"Nazywam się Jarosław Kaczyński. Chcę zainwestować 35 milionów dolarów"

"Nazywam się Jarosław Kaczyński. Chcę zainwestować 35 milionów dolarów"

Dodano:   /  Zmieniono: 
Jarosław Kaczyński (fot. A. Jagielak /Wprost) 
„Nazywam się Jarosław Kaczyński, brat Lecha Kaczyńskiego, prezydenta, który zginął w katastrofie lotniczej 10 kwietnia 2010 roku. (...) Lech przed śmiercią zainwestował w Chinach 35 mln dolarów” - można przeczytać w krążącym po sieci mailu, napisanym po angielsku i wysłanym z adresu [email protected]. Autor listu poszukuje osoby, która mogłaby mu pomóc w zainwestowaniu wspomnianej wyżej kwoty. To klasyczny przykład oszustwa zwanego nigeryjskim szwindlem.
W dalszej części maila rzekomy Jarosław Kaczyński pisze, że będąc w szoku po śmierci brata wpłacił te pieniądze na konto w Chinach. "Teraz jednak zaproponowano mi objęcie stanowiska premiera. Nikt z rządu nie wie o inwestycji mojego brata. Ja po jego śmierci nie będę mógł już tych pieniędzy wypłacić. Dlatego szukam kogoś, kto jako manager projektu zainwestuje tę kwotę w przedsięwzięcie związane z handlem sprzętem elektronicznym z Chin" - pisze w mailu osoba podszywająca się pod prezesa PiS.

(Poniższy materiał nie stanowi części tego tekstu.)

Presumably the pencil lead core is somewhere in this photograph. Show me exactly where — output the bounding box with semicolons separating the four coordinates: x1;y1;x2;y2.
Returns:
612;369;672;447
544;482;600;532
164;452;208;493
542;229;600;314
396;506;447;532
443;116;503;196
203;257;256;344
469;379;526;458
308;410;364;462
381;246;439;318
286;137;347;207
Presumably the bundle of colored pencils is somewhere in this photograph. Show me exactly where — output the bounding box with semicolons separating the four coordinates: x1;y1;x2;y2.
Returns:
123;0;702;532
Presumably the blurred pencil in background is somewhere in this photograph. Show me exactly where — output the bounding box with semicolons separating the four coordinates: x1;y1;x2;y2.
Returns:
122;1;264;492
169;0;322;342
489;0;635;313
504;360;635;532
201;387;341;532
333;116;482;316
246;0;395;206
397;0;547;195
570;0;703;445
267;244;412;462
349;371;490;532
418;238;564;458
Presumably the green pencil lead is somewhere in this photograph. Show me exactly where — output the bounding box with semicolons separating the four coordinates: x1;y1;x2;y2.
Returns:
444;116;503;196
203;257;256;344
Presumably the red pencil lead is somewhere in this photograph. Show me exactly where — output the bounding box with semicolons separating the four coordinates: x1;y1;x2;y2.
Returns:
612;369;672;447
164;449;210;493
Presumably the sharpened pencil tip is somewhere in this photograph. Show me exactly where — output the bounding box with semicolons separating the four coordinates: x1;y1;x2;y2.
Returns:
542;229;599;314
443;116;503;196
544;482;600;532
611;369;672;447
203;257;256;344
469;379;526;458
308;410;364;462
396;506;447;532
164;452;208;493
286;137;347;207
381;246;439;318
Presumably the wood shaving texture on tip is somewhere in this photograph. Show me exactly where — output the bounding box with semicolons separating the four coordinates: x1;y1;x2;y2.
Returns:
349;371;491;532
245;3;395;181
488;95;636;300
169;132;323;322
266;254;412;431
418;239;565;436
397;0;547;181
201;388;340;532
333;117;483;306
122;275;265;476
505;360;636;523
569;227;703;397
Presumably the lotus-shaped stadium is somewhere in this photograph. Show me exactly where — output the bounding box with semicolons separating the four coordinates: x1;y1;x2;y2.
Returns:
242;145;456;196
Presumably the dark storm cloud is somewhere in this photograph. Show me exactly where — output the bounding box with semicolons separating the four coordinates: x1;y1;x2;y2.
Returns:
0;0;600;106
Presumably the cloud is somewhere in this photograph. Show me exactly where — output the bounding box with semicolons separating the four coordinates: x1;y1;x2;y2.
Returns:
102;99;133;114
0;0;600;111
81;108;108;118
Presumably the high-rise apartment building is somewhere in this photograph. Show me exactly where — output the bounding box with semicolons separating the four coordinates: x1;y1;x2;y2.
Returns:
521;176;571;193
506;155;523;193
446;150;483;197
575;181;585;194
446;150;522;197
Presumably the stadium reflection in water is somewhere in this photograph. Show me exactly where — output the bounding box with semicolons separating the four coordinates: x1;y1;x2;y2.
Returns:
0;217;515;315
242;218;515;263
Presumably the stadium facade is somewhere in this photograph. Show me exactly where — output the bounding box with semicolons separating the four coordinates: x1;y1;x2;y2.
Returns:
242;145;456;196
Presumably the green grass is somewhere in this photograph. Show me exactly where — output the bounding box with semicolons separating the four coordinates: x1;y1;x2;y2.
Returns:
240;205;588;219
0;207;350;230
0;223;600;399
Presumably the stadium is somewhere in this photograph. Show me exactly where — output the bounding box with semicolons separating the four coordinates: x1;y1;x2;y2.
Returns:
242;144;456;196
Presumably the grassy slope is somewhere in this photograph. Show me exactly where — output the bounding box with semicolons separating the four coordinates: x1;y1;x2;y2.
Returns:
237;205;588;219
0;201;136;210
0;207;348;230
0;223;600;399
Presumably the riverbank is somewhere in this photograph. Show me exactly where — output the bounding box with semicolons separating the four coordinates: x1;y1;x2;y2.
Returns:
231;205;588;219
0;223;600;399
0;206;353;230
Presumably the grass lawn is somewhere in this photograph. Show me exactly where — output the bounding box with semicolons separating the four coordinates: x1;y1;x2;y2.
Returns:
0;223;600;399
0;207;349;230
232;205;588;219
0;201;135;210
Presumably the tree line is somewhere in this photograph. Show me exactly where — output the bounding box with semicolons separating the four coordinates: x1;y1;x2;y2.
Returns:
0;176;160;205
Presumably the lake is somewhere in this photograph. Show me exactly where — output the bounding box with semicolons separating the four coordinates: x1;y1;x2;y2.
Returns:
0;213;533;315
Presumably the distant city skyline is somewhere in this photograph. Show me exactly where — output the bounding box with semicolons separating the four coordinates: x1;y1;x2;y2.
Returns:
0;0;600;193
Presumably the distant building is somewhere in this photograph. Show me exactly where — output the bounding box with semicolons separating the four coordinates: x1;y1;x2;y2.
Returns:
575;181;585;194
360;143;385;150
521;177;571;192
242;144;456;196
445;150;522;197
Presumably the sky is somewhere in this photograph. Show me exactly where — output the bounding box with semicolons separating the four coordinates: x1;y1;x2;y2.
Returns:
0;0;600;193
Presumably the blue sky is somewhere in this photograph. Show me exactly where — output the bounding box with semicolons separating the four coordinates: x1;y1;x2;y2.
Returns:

Jarosław Lipszyc, prezes Fundacji Nowoczesna Polska po otrzymaniu maila zdecydował się nawiązać komunikację z oszustem i odpisał. W odpowiedzi otrzymał, pisany tym razem łamaną polszczyzną, mail z informacją: „First wszystkim będę potrzebował kopię międzynarodowego paszportu, numer telefonu, nazwę firmy, swoje imiona i nazwiska. W dalszej kolejności należy się spodziewać próśb o wpłaty konkretnych kwot".


Nigeryjscy książęta proszący o pomoc w wytransferowaniu pieniędzy byli jako tako wiarygodni. Ale Jarosław Kaczyński, któremu Bronisław Komorowski proponuje fotel premiera? Na dodatek inwestujący 35 milionów dolarów w Chinach? Przecież tyle pieniędzy nie zmieściłoby się w żadnym materacu - a znając awersję prezesa PiS do nowoczesnej bankowości, trudno nam podejrzewać, że tak dużą kwotę mógłby on powierzyć jakiemukolwiek bankowi. Widać że oszust o Polsce wie co najwyżej tyle, że ten kraj istnieje. Oszukiwać też trzeba umieć!